It’s hard to get away from the debate about online F&I these days. There are some very good arguments on both sides of the aisle, but I don’t think we can afford to just ignore it anymore. The fact is, people like to shop online. They are researching the cars they plan to buy down to the trim level and accessories before they ever set foot on a dealer’s lot, and F&I can’t really afford to continue to be the lone holdout.
Backing up that belief is a study done by MakeMyDeal, a Cox Automotive company that is looking to change the way dealers sell cars. “F&I is one of the biggest parts of the buying process that has still not moved into the digital age, and dealers have been hesitant to evolve this process because it’s a major profit center,” said Mike Burgiss, founder and vice president of MakeMyDeal, in a press release about the study last spring. “However, our study shows that the current F&I process breeds consumer skepticism. By changing when and how the shopper is introduced to F&I products, dealers could see a dramatic change in consumers’ likelihood to buy F&I products.”

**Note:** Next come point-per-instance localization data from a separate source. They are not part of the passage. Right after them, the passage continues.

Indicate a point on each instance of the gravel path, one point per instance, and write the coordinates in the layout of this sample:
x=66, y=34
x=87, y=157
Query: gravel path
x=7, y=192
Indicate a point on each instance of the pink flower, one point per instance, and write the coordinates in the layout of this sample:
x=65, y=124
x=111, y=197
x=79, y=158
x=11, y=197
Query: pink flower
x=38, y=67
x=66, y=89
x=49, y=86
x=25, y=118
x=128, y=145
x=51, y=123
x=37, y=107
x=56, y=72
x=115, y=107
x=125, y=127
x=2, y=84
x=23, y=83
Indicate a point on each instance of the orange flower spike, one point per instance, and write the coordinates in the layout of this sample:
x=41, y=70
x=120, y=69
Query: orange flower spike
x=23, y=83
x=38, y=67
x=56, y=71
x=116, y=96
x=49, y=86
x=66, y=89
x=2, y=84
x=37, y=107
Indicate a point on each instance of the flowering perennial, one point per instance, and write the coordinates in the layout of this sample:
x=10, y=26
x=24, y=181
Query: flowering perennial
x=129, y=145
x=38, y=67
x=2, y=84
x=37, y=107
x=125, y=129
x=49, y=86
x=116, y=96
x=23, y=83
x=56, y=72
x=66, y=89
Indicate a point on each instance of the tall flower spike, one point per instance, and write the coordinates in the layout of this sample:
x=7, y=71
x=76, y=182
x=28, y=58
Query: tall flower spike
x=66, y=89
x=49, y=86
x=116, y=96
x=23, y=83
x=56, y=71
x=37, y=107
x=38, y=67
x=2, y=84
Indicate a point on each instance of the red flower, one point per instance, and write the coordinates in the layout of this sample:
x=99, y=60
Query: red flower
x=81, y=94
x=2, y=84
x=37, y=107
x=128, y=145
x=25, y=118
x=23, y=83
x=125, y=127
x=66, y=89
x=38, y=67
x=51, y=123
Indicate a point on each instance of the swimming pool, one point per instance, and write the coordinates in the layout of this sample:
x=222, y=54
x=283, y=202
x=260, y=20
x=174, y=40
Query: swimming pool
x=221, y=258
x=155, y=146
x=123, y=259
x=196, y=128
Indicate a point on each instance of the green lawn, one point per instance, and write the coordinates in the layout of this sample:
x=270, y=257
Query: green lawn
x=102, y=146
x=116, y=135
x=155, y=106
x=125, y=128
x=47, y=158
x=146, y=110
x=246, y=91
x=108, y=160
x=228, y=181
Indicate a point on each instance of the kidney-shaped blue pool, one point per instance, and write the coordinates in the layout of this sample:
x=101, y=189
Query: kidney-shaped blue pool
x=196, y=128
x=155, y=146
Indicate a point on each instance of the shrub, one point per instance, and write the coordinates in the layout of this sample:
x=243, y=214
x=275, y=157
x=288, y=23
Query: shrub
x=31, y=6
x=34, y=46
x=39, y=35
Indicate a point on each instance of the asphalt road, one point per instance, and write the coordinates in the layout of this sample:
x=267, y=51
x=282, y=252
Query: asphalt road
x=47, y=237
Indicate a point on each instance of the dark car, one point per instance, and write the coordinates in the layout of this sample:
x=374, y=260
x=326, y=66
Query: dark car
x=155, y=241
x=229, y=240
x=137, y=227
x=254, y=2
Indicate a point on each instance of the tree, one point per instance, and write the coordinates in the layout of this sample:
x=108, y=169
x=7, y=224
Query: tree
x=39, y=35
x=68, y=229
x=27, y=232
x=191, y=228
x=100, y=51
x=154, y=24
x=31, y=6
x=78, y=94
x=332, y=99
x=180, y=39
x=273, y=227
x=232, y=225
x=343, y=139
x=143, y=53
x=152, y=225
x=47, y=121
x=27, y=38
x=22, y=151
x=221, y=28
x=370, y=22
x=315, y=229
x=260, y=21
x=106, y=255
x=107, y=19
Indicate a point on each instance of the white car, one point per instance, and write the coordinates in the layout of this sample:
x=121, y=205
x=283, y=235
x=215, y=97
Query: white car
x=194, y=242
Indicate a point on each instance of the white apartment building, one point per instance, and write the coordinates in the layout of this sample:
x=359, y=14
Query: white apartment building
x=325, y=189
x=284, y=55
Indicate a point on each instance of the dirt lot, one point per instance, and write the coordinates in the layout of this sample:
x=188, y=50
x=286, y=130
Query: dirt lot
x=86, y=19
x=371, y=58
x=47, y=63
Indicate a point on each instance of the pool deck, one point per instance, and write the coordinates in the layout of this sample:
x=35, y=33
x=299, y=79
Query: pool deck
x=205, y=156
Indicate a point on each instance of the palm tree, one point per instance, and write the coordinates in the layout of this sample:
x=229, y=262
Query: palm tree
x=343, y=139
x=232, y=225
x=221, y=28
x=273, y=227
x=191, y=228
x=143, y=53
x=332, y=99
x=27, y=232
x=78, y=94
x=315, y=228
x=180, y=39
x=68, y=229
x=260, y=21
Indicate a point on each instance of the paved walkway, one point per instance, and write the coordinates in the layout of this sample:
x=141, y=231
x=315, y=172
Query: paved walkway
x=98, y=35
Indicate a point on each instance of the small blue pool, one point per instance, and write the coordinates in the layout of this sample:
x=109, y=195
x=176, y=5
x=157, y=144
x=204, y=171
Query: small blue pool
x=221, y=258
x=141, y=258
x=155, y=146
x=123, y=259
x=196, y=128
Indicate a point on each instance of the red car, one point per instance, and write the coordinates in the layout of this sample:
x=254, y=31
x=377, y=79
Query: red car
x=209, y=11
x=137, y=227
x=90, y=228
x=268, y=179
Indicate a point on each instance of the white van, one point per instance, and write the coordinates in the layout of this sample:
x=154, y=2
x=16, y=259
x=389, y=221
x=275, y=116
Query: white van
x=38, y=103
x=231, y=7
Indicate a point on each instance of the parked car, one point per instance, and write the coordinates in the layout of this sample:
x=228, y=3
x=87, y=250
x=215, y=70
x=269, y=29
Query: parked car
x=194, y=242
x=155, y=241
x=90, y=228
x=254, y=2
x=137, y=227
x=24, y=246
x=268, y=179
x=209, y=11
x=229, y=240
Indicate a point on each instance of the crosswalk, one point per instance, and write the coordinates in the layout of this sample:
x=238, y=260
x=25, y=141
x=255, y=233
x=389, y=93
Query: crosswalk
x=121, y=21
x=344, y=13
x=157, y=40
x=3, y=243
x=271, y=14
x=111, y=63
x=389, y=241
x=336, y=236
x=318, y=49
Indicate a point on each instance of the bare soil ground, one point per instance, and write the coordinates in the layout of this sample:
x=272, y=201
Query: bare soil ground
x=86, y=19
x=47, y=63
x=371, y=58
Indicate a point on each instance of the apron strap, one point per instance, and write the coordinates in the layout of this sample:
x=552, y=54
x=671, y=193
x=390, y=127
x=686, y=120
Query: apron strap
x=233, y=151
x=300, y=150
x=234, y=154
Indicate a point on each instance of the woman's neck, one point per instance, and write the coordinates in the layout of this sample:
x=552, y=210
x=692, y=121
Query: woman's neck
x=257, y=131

At RoadVantage, we believe the first step is all about education. As the MakeMyDeal study found, most consumers are confused by what the products being offered in F&I really are. There is lot of confusion out there, and as an industry we aren’t doing enough to set the record straight. Even consumers who walk in the door today believing they know exactly what each F&I product does are often wrong: 46 percent of respondents who claimed to be familiar with Vehicle Service Contracts did not select the correct definition when surveyed. Similarly, 56 percent of those who claimed familiarity could not identify the correct definition for Prepaid Planned Maintenance.
By taking the approach of using the dealership website to educate consumers, everyone will win. Consumers will gain a true understanding of the benefits of F&I products, and be far more interested in hearing more. F&I managers won’t have to start from scratch every time with every customer, overcoming the same objections and misinformation again and again. And the dealership will see an increase in sales as more consumers seek to add protection to their new vehicles.
The biggest objection to taking F&I online seems to be around the sales process. There are so many requirements for disclosure, and so many variables, that it is understandable why so many people would look at it as being a bad idea. But there is a difference between education and sales.
Adding an F&I Education component to dealership websites will enhance the value F&I managers bring to the table, not reduce it. Rather than being seen as an enemy consumers have to vanquish to walk away with their vehicle, the F&I manager will become a partner in helping them get the right coverage for their family — exactly the way it should be.
Burgiss said it right when he noted, “When F&I product information and pricing is brought online, the dealer not only provides an exceptional buying experience, but they also help more shoppers realize the value these products provide. And since consumers are more likely to buy F&I products and services when they learn about them earlier in the vehicle purchasing process, dealerships have a huge opportunity to grow their bottom lines while providing an experience that consumers desire.”